Welcome back, Tron!!

Tron’s time has finally come
SAN DIEGO, Calif. — There’s a term for movies that are ahead of their time.
Flops.
Take, for instance, 1982’s Tron, heavily hyped for its groundbreaking computerized graphics only to be snubbed at the box office by the then-pre-digital masses.
Still, the film managed to cultivate a fanbase so enthusiastic that reports have long persisted of a possible sequel.
Even star Jeff Bridges remembers hearing recurring rumours of a Tron 2.

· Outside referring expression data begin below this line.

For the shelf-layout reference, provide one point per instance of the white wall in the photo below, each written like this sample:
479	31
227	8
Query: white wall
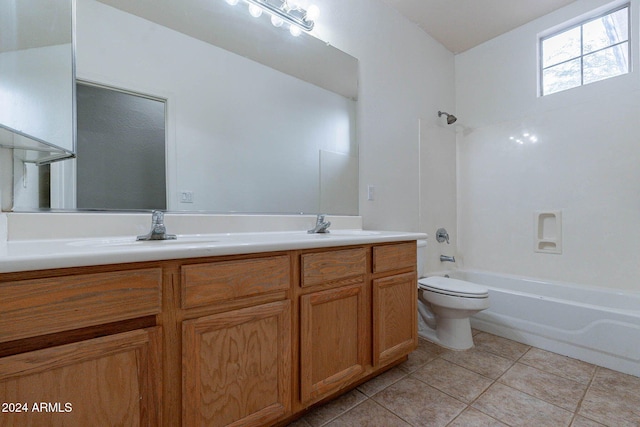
585	163
405	78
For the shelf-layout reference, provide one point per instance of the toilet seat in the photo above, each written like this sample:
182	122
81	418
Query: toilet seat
453	287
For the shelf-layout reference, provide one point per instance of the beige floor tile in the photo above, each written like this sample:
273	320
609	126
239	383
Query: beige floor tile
368	414
382	381
456	381
419	404
584	422
567	367
613	399
551	388
327	412
474	418
516	408
430	347
416	360
483	363
617	382
503	347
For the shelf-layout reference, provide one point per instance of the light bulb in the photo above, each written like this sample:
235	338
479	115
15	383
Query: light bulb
295	31
276	21
313	13
255	11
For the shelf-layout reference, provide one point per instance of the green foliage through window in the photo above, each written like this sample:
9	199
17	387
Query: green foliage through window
591	51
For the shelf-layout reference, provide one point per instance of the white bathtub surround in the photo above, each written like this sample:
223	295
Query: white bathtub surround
596	325
3	227
583	162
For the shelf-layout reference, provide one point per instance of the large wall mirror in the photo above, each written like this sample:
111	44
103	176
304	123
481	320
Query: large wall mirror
36	79
241	135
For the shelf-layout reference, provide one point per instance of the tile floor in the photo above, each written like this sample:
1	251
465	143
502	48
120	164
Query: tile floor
497	383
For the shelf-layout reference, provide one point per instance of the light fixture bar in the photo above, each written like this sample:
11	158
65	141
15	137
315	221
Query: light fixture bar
297	19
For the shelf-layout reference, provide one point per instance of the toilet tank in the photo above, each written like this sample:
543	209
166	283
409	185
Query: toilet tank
422	257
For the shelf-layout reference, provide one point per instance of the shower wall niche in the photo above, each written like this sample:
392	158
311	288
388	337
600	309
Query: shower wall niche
548	232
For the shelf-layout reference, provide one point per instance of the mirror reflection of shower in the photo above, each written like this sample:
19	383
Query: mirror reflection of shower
451	119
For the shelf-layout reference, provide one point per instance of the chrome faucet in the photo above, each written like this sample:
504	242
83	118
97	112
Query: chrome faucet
158	229
322	226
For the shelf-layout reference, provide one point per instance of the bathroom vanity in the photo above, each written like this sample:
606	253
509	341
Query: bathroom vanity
203	333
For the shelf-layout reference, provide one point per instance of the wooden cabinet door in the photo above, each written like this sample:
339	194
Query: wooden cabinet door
237	367
107	381
333	342
395	327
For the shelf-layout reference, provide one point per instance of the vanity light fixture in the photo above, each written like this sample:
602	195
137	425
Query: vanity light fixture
282	11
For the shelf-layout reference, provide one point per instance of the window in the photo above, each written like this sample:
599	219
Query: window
591	51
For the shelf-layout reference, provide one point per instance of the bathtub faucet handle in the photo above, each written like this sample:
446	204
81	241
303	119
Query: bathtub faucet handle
442	235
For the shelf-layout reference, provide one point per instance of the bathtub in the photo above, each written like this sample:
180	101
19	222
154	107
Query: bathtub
596	325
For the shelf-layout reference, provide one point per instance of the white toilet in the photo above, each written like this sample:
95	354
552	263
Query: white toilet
445	305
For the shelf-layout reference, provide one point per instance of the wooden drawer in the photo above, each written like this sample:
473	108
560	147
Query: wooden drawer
43	306
213	282
323	267
394	257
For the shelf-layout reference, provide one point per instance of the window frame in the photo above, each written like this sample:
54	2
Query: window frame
581	24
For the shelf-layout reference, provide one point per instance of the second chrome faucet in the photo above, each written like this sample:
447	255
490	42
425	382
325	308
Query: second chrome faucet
158	230
322	226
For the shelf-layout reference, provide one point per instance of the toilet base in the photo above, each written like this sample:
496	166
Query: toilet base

“Over the years, somebody would say, ‘So I hear they’re making a new Tron’ and I’d say, ‘What are you talking about?’ They’d say, ‘Oh yeah, you’re kind of lost in the world, kind of Apocalypse Now — you’re (Marlon Brando’s) Kurtz or something’ and I’d say, ‘What are you talking about?’ And here it is, 30 years later. It’s quite amazing.”
First announced at last year’s Comic-Con, Tron Legacy, which has been shooting in Vancouver, is due out in the fall of 2010.
Bridges returns — as multiple versions of himself, no less — alongside Garrett Hedlund and House’s Olivia Wilde.
“It’s kind of bizarre,” says Bridges, 59. “I’m kind of reticent to discuss this stuff because it’s like a magician shows up and tells you how he’s going to do his trick.”
Behind the camera is Joseph Kosinski, a commercial director who is making his feature-film debut under the aegis of Tron creator Steven Lisberger.
Kosinski believes the plot — in which Hedlund, as Bridges’ son, enters the cyber-scape to locate his missing father — will appeal to more than just the die-hards that have been salivating decades for a sequel.
What both demos — newcomers and fans — will discover is that “the world of Tron has evolved kind of on its own like an aquarium, disconnected from the outside world for 20, 25 years,” Kosinski says. “The simulation has gotten more perfect and more realistic so the scale of the world is much bigger than it was before … The line between what’s real and what’s not should be blurred so that you can’t tell the difference.”
All of which should please Lisberger most of all. What does he think of this chance at a better-appreciated version 2.0? “It’s a generational thing,” he says philosophically. “Part of the reason Tron is happening now is that it feels like the generational wheel has aligned.”